In June 2002, CTI hired John Nano to serve as president and CEO. To prevent bankruptcy, Nano aimed to generate immediate revenue for CTI. Soon after Nano joined CTI, he and Bechtel began to disagree.
In December 2002 and March 2003, CTI asked Bechtel to join a committee to:
  • Review CTI’s financial transactions.
  • Make recommendations regarding SOX disclosure requirements.
During both meetings, Bechtel argued that under SOX, certain aspects of CTI’s finances should be disclosed. The other members of the committee disagreed with Bechtel. Bechtel refused to sign the relevant disclosure forms, concerned about his own SOX liability.
CTI’s financial condition did not improve, and CTI's board of directors approved cost cutting measures, including the discharge of Bechtel and other employees.
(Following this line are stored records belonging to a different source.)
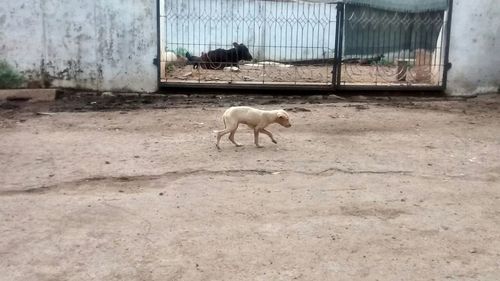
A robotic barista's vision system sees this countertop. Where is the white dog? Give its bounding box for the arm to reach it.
[215,106,292,149]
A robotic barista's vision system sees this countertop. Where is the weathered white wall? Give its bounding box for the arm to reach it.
[448,0,500,95]
[0,0,157,92]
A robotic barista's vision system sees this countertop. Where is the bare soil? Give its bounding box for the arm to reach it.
[0,94,500,281]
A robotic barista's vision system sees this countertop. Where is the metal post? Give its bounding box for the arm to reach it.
[153,0,161,89]
[443,0,453,90]
[335,2,345,87]
[332,2,344,89]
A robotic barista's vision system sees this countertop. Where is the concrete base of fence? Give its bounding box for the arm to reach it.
[0,89,57,102]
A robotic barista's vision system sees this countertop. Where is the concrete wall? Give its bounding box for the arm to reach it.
[0,0,157,92]
[448,0,500,95]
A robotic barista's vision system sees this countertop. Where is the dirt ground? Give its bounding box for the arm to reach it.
[0,94,500,281]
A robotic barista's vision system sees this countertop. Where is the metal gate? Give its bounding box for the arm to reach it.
[158,0,452,90]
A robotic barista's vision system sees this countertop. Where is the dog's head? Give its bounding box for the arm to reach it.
[276,109,292,128]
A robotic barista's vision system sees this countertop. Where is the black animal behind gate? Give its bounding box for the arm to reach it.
[199,42,253,70]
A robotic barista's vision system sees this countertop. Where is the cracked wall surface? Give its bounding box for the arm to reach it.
[0,0,157,92]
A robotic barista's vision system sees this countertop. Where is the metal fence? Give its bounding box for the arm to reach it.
[159,0,451,89]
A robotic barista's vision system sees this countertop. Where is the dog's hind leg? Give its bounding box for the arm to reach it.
[260,129,278,143]
[215,117,238,149]
[253,128,263,148]
[229,125,242,147]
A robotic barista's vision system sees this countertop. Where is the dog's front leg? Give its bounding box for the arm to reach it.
[253,128,263,148]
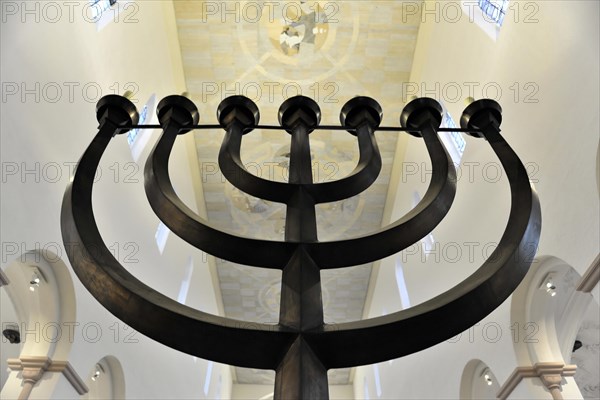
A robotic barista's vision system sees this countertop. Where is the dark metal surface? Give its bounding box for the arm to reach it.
[61,96,541,399]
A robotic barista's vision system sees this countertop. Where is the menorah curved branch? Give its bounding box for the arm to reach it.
[61,96,294,369]
[145,96,456,269]
[306,117,541,368]
[61,95,541,399]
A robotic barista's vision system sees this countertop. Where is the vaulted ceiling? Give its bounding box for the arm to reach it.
[174,0,419,384]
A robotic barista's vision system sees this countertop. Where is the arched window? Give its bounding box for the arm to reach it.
[479,0,508,26]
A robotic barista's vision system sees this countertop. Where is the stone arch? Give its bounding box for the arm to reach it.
[81,355,125,400]
[2,245,81,398]
[511,256,595,398]
[460,359,500,400]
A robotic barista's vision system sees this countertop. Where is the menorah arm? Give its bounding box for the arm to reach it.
[61,104,294,369]
[219,120,381,204]
[305,124,541,368]
[305,124,381,204]
[144,122,295,269]
[307,120,456,269]
[219,124,295,203]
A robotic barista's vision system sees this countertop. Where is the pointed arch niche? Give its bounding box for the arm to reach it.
[460,359,500,400]
[0,248,87,399]
[81,356,125,400]
[498,256,600,399]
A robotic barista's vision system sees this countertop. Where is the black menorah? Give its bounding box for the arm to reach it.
[61,95,541,399]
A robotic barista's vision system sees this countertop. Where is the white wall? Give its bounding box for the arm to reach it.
[354,1,600,399]
[1,1,226,399]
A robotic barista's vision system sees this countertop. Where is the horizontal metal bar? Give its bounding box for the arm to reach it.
[120,125,481,133]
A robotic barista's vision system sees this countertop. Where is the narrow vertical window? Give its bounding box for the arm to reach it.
[204,361,214,396]
[154,222,170,254]
[439,107,467,167]
[479,0,508,26]
[373,364,381,397]
[413,192,435,260]
[177,256,194,304]
[396,256,410,310]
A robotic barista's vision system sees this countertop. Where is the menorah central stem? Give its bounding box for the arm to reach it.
[275,110,328,399]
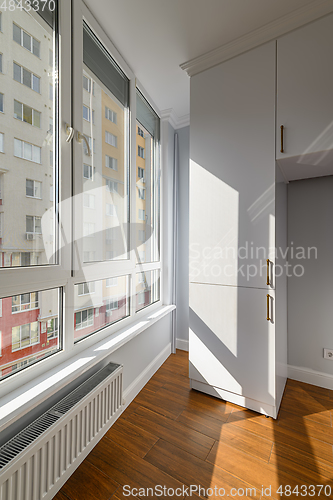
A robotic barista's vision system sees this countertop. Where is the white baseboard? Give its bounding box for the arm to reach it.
[288,365,333,389]
[176,339,189,351]
[123,343,171,409]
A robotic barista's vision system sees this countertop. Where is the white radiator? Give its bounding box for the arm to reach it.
[0,363,123,500]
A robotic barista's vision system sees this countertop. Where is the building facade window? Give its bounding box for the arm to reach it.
[13,23,40,57]
[14,139,42,163]
[25,179,42,200]
[75,308,94,330]
[105,106,117,124]
[25,215,42,234]
[14,99,41,128]
[105,131,117,148]
[138,146,145,158]
[12,292,39,313]
[12,321,38,351]
[13,62,40,94]
[105,155,118,170]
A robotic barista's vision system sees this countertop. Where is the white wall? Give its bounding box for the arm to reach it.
[288,176,333,378]
[176,127,190,350]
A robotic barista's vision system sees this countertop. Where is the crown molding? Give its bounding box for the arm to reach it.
[161,108,190,130]
[180,0,333,76]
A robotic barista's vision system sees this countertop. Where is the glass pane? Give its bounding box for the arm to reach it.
[81,24,129,262]
[0,288,61,379]
[136,122,160,262]
[0,5,59,272]
[135,269,160,312]
[74,276,129,340]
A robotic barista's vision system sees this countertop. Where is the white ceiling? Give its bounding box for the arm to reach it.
[85,0,319,118]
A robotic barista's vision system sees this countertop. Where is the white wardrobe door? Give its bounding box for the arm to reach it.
[189,284,275,406]
[276,14,333,160]
[190,42,276,288]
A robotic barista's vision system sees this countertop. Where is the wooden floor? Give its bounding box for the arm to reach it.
[55,351,333,500]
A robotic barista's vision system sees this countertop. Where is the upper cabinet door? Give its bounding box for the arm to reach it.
[190,42,276,288]
[276,15,333,160]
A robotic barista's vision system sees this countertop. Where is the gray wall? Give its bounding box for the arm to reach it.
[288,176,333,375]
[176,127,190,349]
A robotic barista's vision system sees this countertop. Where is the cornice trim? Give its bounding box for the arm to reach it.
[161,108,190,130]
[180,0,333,76]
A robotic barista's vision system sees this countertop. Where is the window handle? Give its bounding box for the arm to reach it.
[77,132,91,156]
[280,125,284,153]
[267,294,272,321]
[66,123,74,142]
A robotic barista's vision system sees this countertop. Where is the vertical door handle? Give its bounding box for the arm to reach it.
[267,293,272,321]
[266,259,271,285]
[280,125,284,153]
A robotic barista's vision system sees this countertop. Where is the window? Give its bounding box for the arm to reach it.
[25,215,42,234]
[83,193,95,208]
[105,155,118,170]
[106,203,117,217]
[14,99,41,128]
[12,321,38,351]
[105,179,118,193]
[138,146,145,158]
[105,278,118,288]
[25,179,42,199]
[105,132,117,148]
[83,163,93,180]
[13,63,40,94]
[138,167,145,179]
[46,318,59,340]
[75,308,94,330]
[77,281,95,295]
[139,208,145,220]
[12,292,38,313]
[105,106,117,123]
[13,23,40,57]
[14,139,41,163]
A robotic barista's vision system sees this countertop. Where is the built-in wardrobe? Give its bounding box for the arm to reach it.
[189,15,333,418]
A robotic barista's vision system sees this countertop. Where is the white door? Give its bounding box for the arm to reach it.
[189,284,275,407]
[276,14,333,163]
[190,42,276,288]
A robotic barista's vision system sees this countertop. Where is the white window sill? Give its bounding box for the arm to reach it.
[0,305,175,432]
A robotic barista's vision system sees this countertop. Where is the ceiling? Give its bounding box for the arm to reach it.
[85,0,320,118]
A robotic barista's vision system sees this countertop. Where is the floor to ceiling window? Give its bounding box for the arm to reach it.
[0,0,162,384]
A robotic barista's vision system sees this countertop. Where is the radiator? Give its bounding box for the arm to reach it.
[0,363,123,500]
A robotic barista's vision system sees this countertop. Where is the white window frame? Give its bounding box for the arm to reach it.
[0,0,166,402]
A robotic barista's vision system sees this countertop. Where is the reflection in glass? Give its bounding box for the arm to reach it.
[0,288,61,380]
[74,276,129,340]
[135,269,160,312]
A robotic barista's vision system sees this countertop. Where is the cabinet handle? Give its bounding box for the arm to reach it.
[280,125,284,153]
[267,293,271,321]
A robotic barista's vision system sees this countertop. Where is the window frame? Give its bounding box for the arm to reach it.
[0,0,165,392]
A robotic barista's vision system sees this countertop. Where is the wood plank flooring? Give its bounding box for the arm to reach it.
[55,351,333,500]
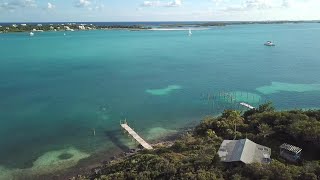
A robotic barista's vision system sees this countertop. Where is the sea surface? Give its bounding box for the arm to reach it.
[0,23,320,179]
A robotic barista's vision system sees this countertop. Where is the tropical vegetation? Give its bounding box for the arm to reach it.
[77,103,320,180]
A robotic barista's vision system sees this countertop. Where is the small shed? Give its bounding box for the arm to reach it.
[280,143,302,162]
[218,139,271,164]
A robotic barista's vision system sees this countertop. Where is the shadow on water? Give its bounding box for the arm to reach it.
[105,130,130,151]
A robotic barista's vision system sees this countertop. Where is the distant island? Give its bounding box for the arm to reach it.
[70,103,320,180]
[0,23,151,33]
[0,21,320,33]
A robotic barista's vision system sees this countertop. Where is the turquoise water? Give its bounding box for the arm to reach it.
[0,24,320,179]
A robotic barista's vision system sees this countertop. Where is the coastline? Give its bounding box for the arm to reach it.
[29,122,195,180]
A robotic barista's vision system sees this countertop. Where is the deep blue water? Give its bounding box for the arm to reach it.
[0,24,320,178]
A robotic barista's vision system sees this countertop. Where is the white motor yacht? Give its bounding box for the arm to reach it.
[264,41,275,46]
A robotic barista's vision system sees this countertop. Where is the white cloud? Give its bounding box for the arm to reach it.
[48,2,56,9]
[141,0,182,7]
[142,1,160,7]
[0,0,37,12]
[167,0,182,7]
[76,0,91,7]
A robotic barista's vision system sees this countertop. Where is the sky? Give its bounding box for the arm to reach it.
[0,0,320,22]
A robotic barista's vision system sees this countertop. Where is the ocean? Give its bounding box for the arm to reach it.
[0,23,320,179]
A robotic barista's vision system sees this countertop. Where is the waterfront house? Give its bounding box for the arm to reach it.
[218,139,271,164]
[280,143,302,162]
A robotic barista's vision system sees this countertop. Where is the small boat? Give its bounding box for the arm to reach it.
[264,41,275,46]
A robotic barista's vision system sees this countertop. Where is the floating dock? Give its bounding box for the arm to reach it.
[240,102,256,109]
[120,121,153,150]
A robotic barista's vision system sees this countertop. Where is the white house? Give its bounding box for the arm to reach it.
[218,139,271,164]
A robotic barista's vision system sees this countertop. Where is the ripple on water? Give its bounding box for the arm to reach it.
[0,147,90,179]
[146,85,182,96]
[256,82,320,94]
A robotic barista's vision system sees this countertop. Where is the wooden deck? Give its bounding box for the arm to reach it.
[120,122,153,150]
[240,102,255,109]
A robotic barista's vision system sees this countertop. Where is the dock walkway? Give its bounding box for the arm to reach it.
[240,102,255,109]
[120,121,153,150]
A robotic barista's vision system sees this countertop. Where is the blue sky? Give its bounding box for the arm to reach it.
[0,0,320,22]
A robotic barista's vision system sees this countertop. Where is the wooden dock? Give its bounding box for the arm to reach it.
[240,102,256,109]
[120,121,153,150]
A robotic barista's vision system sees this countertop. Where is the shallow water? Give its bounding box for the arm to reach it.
[0,24,320,177]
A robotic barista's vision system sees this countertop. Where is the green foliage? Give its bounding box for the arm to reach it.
[80,103,320,180]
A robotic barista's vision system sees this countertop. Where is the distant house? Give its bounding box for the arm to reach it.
[218,139,271,164]
[280,143,302,162]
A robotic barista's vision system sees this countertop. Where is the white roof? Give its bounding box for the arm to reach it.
[280,143,302,154]
[218,139,271,164]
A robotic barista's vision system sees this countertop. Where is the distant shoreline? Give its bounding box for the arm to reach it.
[0,21,320,33]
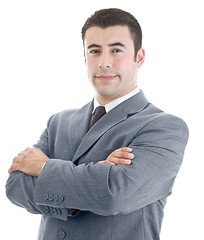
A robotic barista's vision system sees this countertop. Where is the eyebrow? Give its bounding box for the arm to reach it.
[87,42,125,49]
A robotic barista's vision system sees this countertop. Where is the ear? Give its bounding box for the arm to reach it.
[136,48,145,68]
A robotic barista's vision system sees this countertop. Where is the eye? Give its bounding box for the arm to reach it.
[113,48,122,53]
[89,49,100,55]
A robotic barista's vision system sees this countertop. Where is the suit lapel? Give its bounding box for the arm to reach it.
[72,91,148,162]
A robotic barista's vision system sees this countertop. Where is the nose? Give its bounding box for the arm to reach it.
[98,52,112,69]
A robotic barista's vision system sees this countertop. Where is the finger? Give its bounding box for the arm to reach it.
[98,160,115,165]
[13,156,21,164]
[8,164,19,174]
[106,157,132,165]
[109,149,135,160]
[119,147,133,152]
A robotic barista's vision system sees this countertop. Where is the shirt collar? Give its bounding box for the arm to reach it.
[92,87,140,113]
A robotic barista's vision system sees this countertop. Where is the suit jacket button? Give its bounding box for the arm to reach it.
[43,193,49,200]
[53,194,59,202]
[57,231,66,239]
[59,195,64,202]
[49,194,54,201]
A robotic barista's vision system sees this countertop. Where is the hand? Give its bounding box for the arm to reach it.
[98,147,134,165]
[8,148,49,177]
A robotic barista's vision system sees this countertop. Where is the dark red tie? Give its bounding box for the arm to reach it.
[89,106,106,129]
[69,106,106,216]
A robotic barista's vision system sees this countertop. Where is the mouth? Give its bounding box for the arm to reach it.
[96,75,118,82]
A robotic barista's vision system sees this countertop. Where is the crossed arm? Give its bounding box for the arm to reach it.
[8,147,134,177]
[6,115,188,220]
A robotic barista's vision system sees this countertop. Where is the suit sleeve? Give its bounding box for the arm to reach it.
[6,117,68,220]
[34,115,188,216]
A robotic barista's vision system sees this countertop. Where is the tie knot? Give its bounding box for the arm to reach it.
[94,106,106,116]
[90,106,106,128]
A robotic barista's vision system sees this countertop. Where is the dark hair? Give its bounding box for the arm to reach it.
[81,8,142,57]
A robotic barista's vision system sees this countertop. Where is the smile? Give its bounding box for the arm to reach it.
[96,75,118,82]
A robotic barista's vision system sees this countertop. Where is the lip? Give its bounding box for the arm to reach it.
[96,75,118,82]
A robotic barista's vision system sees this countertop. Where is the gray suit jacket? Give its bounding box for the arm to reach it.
[6,91,188,240]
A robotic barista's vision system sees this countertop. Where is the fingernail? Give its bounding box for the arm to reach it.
[127,148,132,151]
[128,153,134,158]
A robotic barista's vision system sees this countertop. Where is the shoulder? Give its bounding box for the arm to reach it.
[140,103,189,143]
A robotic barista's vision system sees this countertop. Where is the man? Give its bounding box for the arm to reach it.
[6,9,188,240]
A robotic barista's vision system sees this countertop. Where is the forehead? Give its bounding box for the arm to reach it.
[84,26,133,48]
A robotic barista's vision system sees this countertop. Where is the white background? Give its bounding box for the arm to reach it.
[0,0,204,240]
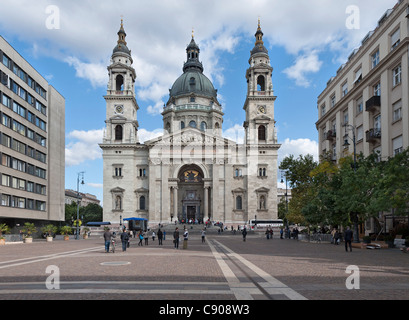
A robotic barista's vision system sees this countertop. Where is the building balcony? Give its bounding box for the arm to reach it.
[324,130,337,141]
[365,96,381,112]
[366,129,382,143]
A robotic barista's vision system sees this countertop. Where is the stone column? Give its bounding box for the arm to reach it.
[173,187,178,219]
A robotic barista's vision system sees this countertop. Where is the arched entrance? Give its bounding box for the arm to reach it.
[177,164,204,222]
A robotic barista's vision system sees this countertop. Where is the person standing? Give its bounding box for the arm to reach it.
[344,227,353,252]
[104,228,112,253]
[241,227,247,241]
[173,227,179,249]
[202,229,206,243]
[158,229,163,246]
[121,228,129,252]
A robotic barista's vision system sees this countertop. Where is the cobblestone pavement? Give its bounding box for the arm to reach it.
[0,233,409,301]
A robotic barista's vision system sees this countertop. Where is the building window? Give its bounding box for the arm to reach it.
[258,125,266,141]
[392,136,403,156]
[236,196,243,210]
[259,196,266,210]
[356,97,364,114]
[331,94,336,108]
[115,125,123,141]
[393,100,402,122]
[371,49,379,69]
[392,65,402,87]
[342,82,348,97]
[257,76,266,91]
[115,167,122,177]
[200,121,207,131]
[139,196,146,210]
[391,29,400,50]
[373,82,381,97]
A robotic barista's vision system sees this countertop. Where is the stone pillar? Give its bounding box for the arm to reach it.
[173,187,178,219]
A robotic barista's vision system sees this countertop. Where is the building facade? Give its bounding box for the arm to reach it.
[316,0,409,230]
[100,20,280,224]
[0,36,65,227]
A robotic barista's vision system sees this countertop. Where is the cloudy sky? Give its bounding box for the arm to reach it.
[0,0,397,200]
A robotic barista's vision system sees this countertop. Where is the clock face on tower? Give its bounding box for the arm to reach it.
[258,106,266,113]
[115,105,124,114]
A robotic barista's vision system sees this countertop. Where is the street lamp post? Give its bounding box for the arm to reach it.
[344,123,359,243]
[75,172,85,240]
[281,171,288,235]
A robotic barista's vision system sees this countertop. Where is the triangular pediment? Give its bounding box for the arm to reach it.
[145,127,236,146]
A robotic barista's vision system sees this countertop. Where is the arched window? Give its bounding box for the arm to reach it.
[115,124,123,140]
[236,196,243,210]
[115,196,122,210]
[258,125,266,141]
[115,74,124,91]
[257,76,266,91]
[139,196,146,210]
[259,196,266,210]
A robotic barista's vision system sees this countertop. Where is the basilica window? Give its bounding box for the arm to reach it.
[115,74,124,91]
[200,121,207,131]
[139,196,146,210]
[258,125,266,141]
[115,125,123,141]
[257,76,266,91]
[236,196,243,210]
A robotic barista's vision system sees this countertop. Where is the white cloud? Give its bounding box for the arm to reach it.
[65,57,108,88]
[283,51,322,88]
[278,138,319,163]
[65,129,104,167]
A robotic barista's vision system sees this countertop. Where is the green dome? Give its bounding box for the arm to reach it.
[170,71,217,98]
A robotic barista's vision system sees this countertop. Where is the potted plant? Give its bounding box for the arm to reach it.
[42,224,57,242]
[362,236,371,244]
[22,222,37,243]
[0,223,10,245]
[60,226,72,241]
[384,235,395,248]
[82,227,90,239]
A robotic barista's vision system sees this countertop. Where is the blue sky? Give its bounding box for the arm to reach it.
[0,0,397,205]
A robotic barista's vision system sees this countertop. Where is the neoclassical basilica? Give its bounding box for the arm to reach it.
[100,22,280,224]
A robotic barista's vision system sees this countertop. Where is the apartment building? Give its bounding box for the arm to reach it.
[0,36,65,227]
[316,0,409,160]
[316,0,409,235]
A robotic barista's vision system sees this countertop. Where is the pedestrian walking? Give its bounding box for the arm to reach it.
[138,230,143,247]
[104,228,112,253]
[121,228,129,252]
[158,229,163,246]
[344,227,353,252]
[173,227,179,249]
[241,227,247,241]
[143,230,149,246]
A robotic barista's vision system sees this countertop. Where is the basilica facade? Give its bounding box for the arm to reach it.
[100,22,280,224]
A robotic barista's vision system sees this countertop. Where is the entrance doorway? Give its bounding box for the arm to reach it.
[187,206,196,221]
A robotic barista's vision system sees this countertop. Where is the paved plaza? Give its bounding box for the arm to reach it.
[0,232,409,301]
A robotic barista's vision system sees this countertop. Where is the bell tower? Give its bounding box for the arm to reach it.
[243,20,277,145]
[104,20,139,144]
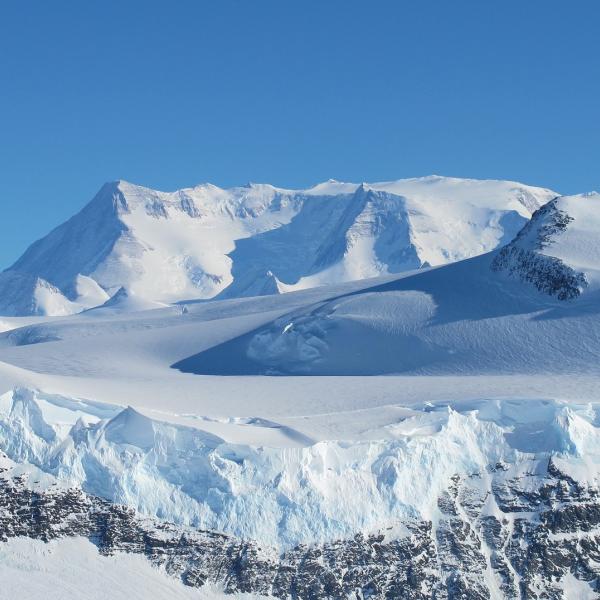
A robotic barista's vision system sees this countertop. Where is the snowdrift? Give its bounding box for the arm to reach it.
[0,177,556,315]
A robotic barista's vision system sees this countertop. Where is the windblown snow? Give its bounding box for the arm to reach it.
[0,177,556,315]
[0,177,600,600]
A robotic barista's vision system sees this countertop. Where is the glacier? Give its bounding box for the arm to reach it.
[0,176,556,316]
[0,389,600,548]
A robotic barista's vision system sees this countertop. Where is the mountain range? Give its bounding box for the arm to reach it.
[0,176,557,316]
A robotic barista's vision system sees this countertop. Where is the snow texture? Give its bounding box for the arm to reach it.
[0,177,556,315]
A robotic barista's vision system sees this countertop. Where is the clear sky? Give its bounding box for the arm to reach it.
[0,0,600,267]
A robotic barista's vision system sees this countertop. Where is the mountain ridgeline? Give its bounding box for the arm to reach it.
[0,176,556,315]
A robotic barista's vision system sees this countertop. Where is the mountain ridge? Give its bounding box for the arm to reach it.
[0,176,556,315]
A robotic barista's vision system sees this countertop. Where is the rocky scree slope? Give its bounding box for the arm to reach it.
[0,176,556,315]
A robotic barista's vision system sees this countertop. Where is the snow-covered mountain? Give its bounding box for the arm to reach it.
[0,176,556,315]
[0,180,600,600]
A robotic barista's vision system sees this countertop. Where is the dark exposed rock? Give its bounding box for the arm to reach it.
[0,460,600,600]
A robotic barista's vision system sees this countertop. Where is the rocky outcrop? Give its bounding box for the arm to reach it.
[492,199,587,300]
[0,459,600,600]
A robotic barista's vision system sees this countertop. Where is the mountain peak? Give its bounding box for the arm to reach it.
[0,176,556,314]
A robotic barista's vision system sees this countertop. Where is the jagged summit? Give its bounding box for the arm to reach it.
[0,176,556,315]
[492,192,600,300]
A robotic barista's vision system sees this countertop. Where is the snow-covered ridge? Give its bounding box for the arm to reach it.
[0,176,556,315]
[492,193,600,300]
[0,389,600,547]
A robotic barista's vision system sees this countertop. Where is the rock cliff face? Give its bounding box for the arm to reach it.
[0,458,600,600]
[492,194,598,300]
[0,176,555,315]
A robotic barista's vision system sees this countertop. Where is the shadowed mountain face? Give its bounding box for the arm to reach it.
[0,177,555,315]
[174,194,600,375]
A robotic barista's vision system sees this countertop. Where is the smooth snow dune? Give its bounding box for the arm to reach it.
[0,538,262,600]
[0,177,556,315]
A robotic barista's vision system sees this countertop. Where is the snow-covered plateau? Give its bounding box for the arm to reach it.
[0,177,600,600]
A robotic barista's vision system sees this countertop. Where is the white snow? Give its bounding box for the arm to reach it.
[0,389,600,547]
[0,177,556,315]
[0,538,268,600]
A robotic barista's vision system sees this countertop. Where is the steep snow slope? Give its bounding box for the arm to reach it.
[0,537,261,600]
[0,177,555,315]
[0,190,600,600]
[493,192,600,300]
[0,389,600,548]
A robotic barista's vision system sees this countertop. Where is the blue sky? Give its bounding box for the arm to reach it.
[0,0,600,266]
Bechtel's employment was terminated in June 2003.
In September 2003, Bechtel filed a SOX whistleblower complaint with OSHA, alleging that CTI illegally retaliated against him because he refused to sign the SOX disclosure forms. After an investigation by the OSHA Regional Administrator, a formal hearing before an ALJ, an appeal to the ARB resulting in a remand to the ALJ, and another determination by the ALJ, the ARB affirmed the ALJ's second order dismissing Bechtel's complaint. Bechtel then filed a petition for review with the Second Circuit.

Outcome

On March 5, 2013, the Second Circuit issued an opinion in Bechtel v. Administrative Review Board, denying Bechtel's petition for review and holding that:
  • In affirming the ALJ’s dismissal of Bechtel's complaint, the ARB did not abuse its discretion or act arbitrarily or capriciously.
  • Bechtel's remaining claims lack merit.
Among other things, the Second Circuit clarified the burden-shifting framework applicable to SOX whistleblower retaliation claims. Specifically, the Second Circuit held that to prevail on a SOX whistleblower retaliation claim under Section 1514A, an employee must prove by a preponderance of the evidence that:
  • He engaged in a protected activity.
  • The employer knew that the employee engaged in a protected activity.
  • The employee suffered an unfavorable personnel action.
  • The protected activity was a contributing factor in the unfavorable action.
If the employee proves these four elements, the employer may rebut this prima facie case with clear and convincing evidence that it would have taken the same unfavorable personnel action in the absence of the protected behavior.

Practical Implications

The Second Circuit's decision allows employers and practitioners in the Second Circuit (New York, Connecticut and Vermont) to gain an understanding of the burden-shifting framework applicable to SOX whistleblower retaliation claims brought in this circuit.